Inclusion criteria: The searched keywords must be present in the title, abstract, and full text of the articles. Articles must include a minimum of two of the keywords: robot + at least one Communication disorder, and SAR was used as an assistant in SLT.
In total, 100 articles were reviewed, but only 30 of them met the inclusion criteria and were analyzed.
The references in Section 5 are related to future directions on how to optimize the role and importance of social robots in speech and language therapy.
The main criteria for the selection of articles in the review was existence of scenarios of interventions between child and robot.
The human–robot interactive scenarios are presented in two tables. Table 1 includes description of scenarios from pilot studies, and Table 2—from empirical ones.
The structure of the presented scenarios includes: reference number, objectives, treatment domain, type of CD, treatment technique, play type (social, cognitive), interaction technique, age, activity description, robot configuration and mode of operation, used software, setting and time, variation.

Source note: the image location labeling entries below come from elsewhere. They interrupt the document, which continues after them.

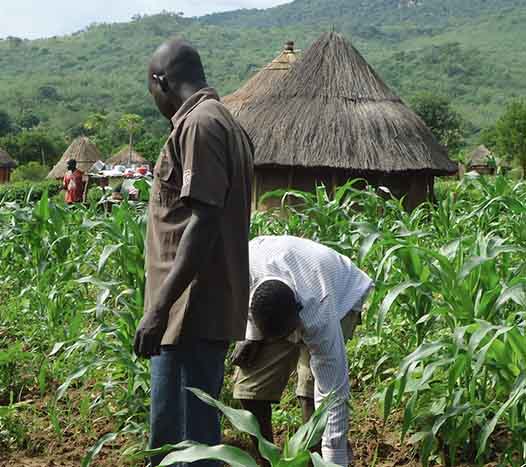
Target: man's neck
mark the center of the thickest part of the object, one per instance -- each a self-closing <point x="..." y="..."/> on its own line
<point x="187" y="90"/>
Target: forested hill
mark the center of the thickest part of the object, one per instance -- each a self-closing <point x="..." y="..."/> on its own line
<point x="471" y="51"/>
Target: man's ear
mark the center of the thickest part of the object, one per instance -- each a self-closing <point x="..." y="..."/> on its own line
<point x="163" y="82"/>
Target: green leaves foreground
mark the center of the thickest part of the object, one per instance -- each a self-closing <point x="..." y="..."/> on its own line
<point x="295" y="452"/>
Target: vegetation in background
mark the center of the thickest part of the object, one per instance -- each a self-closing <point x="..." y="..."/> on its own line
<point x="469" y="51"/>
<point x="442" y="120"/>
<point x="442" y="342"/>
<point x="510" y="133"/>
<point x="24" y="191"/>
<point x="32" y="171"/>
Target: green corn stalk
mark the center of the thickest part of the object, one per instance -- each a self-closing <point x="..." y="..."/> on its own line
<point x="295" y="452"/>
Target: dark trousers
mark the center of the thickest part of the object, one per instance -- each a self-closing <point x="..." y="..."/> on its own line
<point x="176" y="414"/>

5. Discussion and Future Directions

To summarize, the potential scenarios for using SARs in the rehabilitation of communication disorders in children and adolescents is huge. Social robots can assist in vocabulary and language development, articulation therapy, speech rate control, storytelling, and improvement in social skills. Through engaging and playful activities, social robots can offer real-time feedback and guidance to help individuals practice and enhance their communication skills.
The types of communication disorders (Figure 2) indicated in the studies mentioned are few, such as dyslexia, dysgraphia, specific language impairment, and dyslalia. The number of articles where the participation of team speech therapists is included is small and for this reason, we assume that the authors have preferred to describe the primary disorder, for example, ASD, cerebral palsy, or hearing impairment. All these conditions have different kinds of communication disorders. They belong to the category of neurodevelopmental disorders; in most of them, the language acquisition is affected at different levels and it varies in severity.
Figure 2. Summary of types of disorders.
Figure 3 presents the age distribution of participants interacting with robots in the pilot and case (empirical) studies. There was a tendency of a larger and heterogeneous age range in the groups of children studied in the pilot studies, while in empirical studies, children interacting with robots have a small age difference. Sixty percent of them focused on a contingent between 2 and 6 years of age. The child develops rapidly in the first 5–6 years of age. This can be explained by the fact that this is the period of tremendous growth and change in language, cognition, adaptive skills, emotional intelligence, and social functioning. The evidence of many studies in neurolinguistics has shown that the critical and most sensitive period for language development is in the early years of life. After the end of this period, there is a reduction in the plasticity of the specific neural pathways responsible for language coding and decoding, and functional communication. This means that early intervention is crucial. Language exposure and multichannel stimulation (more senses—hear, watch, touch, experience) in the early years has a significant effect on the verbal skills of children. Child interaction with robots gives opportunities to play, and experience and repeat scenarios that copy everyday situations with communication models. This stimulation in the early age period will enhance the child development and will affect positively language, cognition, and behavior in later stages of life.
Figure 3. Age of the participants interacting with robots in the studies (A) in pilot studies (B) in case studies.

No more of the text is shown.